When feet and legs have nerve damage (caused by Diabetes), a small cut or wound can go unnoticed. Hence, it is so important to make foot care part of your daily self-care routine. Here are 4 tips for seniors living with diabetes to keep their feet healthy.
Check your feet daily
Seniors need to make sure they check their feet everyday to make sure there are no cuts, cracks, ingrown toenails or blisters. Ask your spouse, kids or caregiver if they see anything funny at the bottom surfaces of your feet. Heck, be creative. Use a hand mirror to see the bottom surfaces if you have no help. Plus, make sure to trim your toenails as toenails can lead to cuts in your feet. Also, trim toenails straight across to prevent ingrown toenails.
Wash your feet daily
Make sure you wash your feet in warm water with a mild soap everyday. Further, please be aware it is extremely important to dry your feet after washing especially between your toes. Additionally, it is recommended that you wash your feet daily but you should not soak them. Soaking can result in skin break down, which can lead to infection. Always talk to your doctor before soaking your feet.
Moisturize dry skin
Use foot cream or a lotion for dry and cracked skin on feet and heels. However, avoid application between your toes to avoid infection.

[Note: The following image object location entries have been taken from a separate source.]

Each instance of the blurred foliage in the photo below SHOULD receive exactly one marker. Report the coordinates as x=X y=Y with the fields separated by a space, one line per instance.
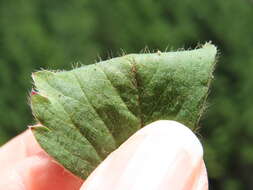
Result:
x=56 y=34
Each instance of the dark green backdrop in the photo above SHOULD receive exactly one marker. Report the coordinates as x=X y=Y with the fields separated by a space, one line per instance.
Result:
x=57 y=34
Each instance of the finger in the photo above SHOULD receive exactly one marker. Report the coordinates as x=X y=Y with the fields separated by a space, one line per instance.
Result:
x=25 y=165
x=38 y=172
x=162 y=155
x=17 y=149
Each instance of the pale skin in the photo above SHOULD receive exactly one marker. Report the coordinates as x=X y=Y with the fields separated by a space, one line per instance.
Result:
x=163 y=155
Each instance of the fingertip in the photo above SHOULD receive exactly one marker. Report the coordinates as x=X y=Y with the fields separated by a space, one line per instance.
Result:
x=177 y=134
x=162 y=155
x=39 y=172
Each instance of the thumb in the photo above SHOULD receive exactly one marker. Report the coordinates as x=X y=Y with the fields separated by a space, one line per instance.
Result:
x=162 y=155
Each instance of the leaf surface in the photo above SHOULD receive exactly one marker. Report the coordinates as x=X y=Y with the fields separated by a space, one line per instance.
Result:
x=86 y=113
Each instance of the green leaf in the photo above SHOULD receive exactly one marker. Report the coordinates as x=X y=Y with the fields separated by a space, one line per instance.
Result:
x=86 y=113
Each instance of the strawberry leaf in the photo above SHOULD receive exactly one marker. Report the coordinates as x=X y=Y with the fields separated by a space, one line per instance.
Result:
x=86 y=113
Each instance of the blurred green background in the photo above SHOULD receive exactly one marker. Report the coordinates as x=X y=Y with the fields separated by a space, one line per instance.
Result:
x=56 y=34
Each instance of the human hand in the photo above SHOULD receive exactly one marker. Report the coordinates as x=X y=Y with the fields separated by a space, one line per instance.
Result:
x=162 y=155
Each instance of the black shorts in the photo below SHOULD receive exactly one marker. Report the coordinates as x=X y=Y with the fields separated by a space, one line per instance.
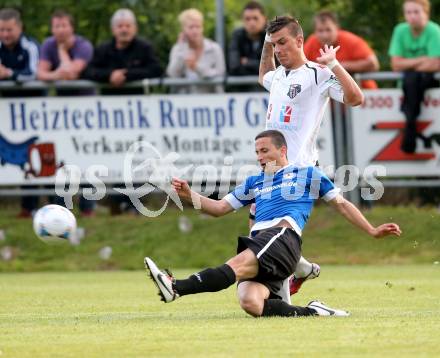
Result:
x=278 y=250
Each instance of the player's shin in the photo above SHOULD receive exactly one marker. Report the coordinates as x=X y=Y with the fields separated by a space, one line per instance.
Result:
x=208 y=280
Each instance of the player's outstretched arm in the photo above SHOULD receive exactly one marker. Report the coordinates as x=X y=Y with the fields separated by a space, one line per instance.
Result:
x=352 y=214
x=209 y=206
x=267 y=60
x=352 y=93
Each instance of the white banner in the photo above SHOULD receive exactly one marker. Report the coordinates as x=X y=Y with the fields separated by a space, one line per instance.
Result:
x=377 y=134
x=40 y=136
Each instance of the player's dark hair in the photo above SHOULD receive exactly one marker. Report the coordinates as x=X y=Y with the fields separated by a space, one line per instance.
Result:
x=254 y=5
x=281 y=22
x=276 y=137
x=326 y=15
x=59 y=14
x=10 y=14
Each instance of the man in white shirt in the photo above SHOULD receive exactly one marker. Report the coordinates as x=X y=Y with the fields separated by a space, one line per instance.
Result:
x=299 y=92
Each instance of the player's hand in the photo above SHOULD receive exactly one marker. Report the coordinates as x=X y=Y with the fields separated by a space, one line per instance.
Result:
x=386 y=230
x=181 y=187
x=328 y=54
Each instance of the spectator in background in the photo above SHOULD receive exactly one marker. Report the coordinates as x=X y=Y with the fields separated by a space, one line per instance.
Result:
x=124 y=58
x=18 y=53
x=19 y=60
x=64 y=55
x=355 y=55
x=415 y=50
x=194 y=56
x=247 y=41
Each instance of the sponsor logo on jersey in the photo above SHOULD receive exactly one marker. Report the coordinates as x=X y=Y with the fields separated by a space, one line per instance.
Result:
x=285 y=114
x=294 y=89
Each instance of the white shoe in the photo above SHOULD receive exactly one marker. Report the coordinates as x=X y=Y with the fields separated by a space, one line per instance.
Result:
x=163 y=280
x=322 y=310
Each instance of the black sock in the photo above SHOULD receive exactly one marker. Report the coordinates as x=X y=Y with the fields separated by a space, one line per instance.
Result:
x=274 y=307
x=209 y=280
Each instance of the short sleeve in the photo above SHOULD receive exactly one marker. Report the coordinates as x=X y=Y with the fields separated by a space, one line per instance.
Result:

Wear comfortable, well-fitting shoes
Nerve damage will affect foot sensitivity. You might have no idea that there is a cut or a small wound in your feet. You can help protect your feet by wearing shoes all the time. Inspect the inside of your shoes every day for tears that may cause pressure or irritation. Of course, socks can provide an extra layer of protection between your foot and your shoe.